Or to invoke an earlier metaphor, it sounds as if one is saying something like the following: If unpunished murder is intolerable, then of course we must erase its negative value with just punishment. So let’s punish murderers in such a way so as to guarantee that they continue to commit murder after murder eternally. Then the negative value of murder will be erased! Adding countless murders to the first one will eliminate the badness of the first one, bringing about a condition which is no longer bad!


Or to invoke yet another metaphor: Suppose someone owes a debt. How do you get rid of it? Suppose someone answered, “Make sure the debtor keeps wracking up more debt forever! THAT is sure to make the debt go away!”
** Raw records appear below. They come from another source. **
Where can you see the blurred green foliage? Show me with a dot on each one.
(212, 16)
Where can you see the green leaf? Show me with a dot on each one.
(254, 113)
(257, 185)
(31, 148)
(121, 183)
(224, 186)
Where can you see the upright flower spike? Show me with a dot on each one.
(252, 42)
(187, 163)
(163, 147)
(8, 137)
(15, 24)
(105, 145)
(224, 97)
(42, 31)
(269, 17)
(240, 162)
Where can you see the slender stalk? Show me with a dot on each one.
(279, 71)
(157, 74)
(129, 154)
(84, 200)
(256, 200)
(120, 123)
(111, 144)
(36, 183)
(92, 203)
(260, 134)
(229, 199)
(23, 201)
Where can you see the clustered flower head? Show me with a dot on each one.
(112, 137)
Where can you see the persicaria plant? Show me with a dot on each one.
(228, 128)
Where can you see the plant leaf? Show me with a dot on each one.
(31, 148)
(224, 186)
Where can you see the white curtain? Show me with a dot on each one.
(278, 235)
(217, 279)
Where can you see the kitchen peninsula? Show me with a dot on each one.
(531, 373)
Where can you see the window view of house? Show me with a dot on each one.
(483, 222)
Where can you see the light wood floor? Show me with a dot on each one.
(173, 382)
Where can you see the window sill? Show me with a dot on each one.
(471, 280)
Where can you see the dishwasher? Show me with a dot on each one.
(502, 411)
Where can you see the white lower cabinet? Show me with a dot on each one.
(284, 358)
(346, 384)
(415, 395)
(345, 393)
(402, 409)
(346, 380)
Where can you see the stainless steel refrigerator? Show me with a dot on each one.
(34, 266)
Even if we don’t object to Steve’s claim that the negative value of sin, properly neutralized by divine punishment, ceases to be intolerable, the central concern at issue in the Problem of Damned Sinners remains. In some way, depriving sinners of the necessary condition for ceasing sin is supposed to do this work of neutralizing the negative value of their sins (even as it guarantees that the negative values requiring neutralization grow without bound).

Now maybe there is some way for the Calvinist to make sense of this. But it is a problem—a pretty big one. And I think the burden of proof lies on the shoulders of the Calvinist to resolve it. Otherwise, those of different theological persuasions have a right to be deeply skeptical. Simply asserting that, mysteriously, God depriving sinners of what they need in order to avoid sin somehow neutralizes sin’s negative value—well, that doesn’t cut it.


  1. You might be interested in Steve Hays' response here.

  2. Grant: Thanks for the heads up. Probably won't take a look at it until next week, since I've got too many other things to focus on for the remainder of this one.

  3. Hey Eric,

    I am enjoying this series of posts!

    My understanding of at least one form of Calvinism is that God actually wants sin to exist so that He can glorify Himself by demonstrating His justice on the reprobate.

    This makes logical sense to a Calvinist, because God must ultimately be responsible for all things, but of course God loses His goodness in the process. But the Calvinist then begins an obscurant arguing process that centers around divine command theory about how humans cannot really know what is good (and yet they can still call God "good" and have it mean something??)

    Anyway, this isn't your specific topic here, but it's a related line of reasoning that I have run across.

  4. And, of course, now I have through the rest of the series and I see you addressing this in the Addendum!

    Perhaps God willing sin to exist in order to display His justice could be good, but it seems to me that this would only be true if a true universal reconciliation should take place. Otherwise it smacks of a crass utilitarianism.